According to the cell type chosen for scaffold seeding, the adoption of nonselected bone marrow–derived mononuclear cells was associated with early degeneration with thickening and retraction of the cusps, growth of fibrotic pannus along the suture lines, and thickening and calcification of the wall conduits. Histologically, a marked inflammatory response with extracellular matrix disarray and macrophage infiltration both in the adventitia and the media layers were observed, along with a loss of the proper collagen allocation between the ventricularis, spongiosa, and fibrosa of the leaflets. Additionally, a significant increase of both transvalvular and distal gradients were recorded at 4-month follow-up echocardiographic analysis. On the contrary, scaffolds repopulated with mesenchymal stem cells did not evidence either degenerative notes or inflammatory reactions.
These findings might suggest "the onset of a structural deterioration of the scaffold in the [bone marrow–derived mononuclear cell] group and a protective effect of the injections of [mesenchymal stem cells]."1
We are concerned that such conclusions seem audacious because the study suffers from a main limitation represented by the cell-seeding modality. In fact, the authors, looking for an answer to question number 2, choose to inject the cells directly into the decellularized scaffold (onto the conduit walls and valve annulus, excluding the leaflets), instead of adopting a biomimetic environment.
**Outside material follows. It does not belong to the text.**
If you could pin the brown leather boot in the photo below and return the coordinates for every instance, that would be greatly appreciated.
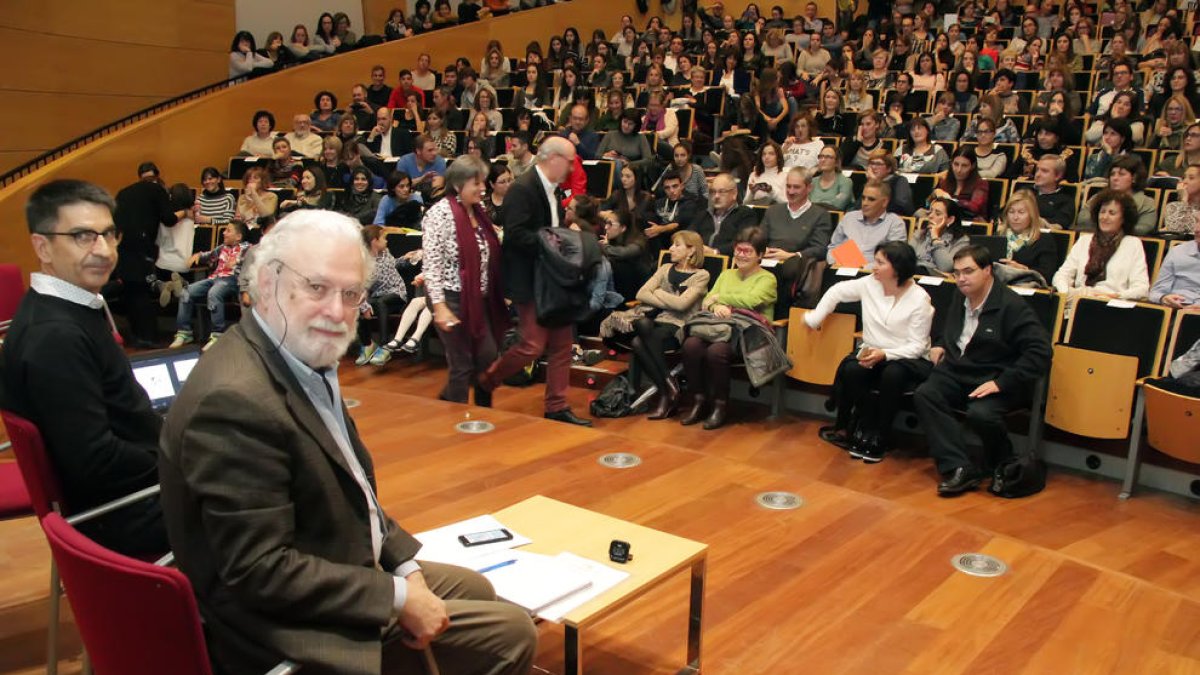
(669, 400)
(717, 417)
(696, 412)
The adoption of this alternative technique, which has been derived from the myocardial setting,2
represents an innovative concept for the valvular field and therefore requires a careful validation. Fluorescent cell tracking, which was performed on 4 of 14 animals in the first postoperative week, evidenced, on day 1, the cell persistence onto the injection site and, on day 7, a few scattered cells into the matrix, the arterial wall, and the leaflets. Moreover, nonlabeled cells of host origin were found.
Is this enough to say that "in situ injection of bone marrow cells into a porcine decellularized scaffold before implantation enhanced the in vivo recolonization and induced full re-endothelization"?1
First, endothelialization and scaffold repopulation do not coincide. Even bioprostheses undergo an endothelialization process of the inert components once implanted. Second, the process of repopulation implies an architectural and hierarchic cell-specific distribution along the leaflet's ventricularis, spongiosa, and fibrosa,3
which was not observed in this experience.
In the article's "Discussion" section, the authors themselves affirm that they had no direct evidence that cells would grow inside the matrix. According to the hypothesis that injected cells might enhance autologous recellularization, further evidence is needed to draw definite conclusions, and the provided results do not concretely support the initial hypothesis.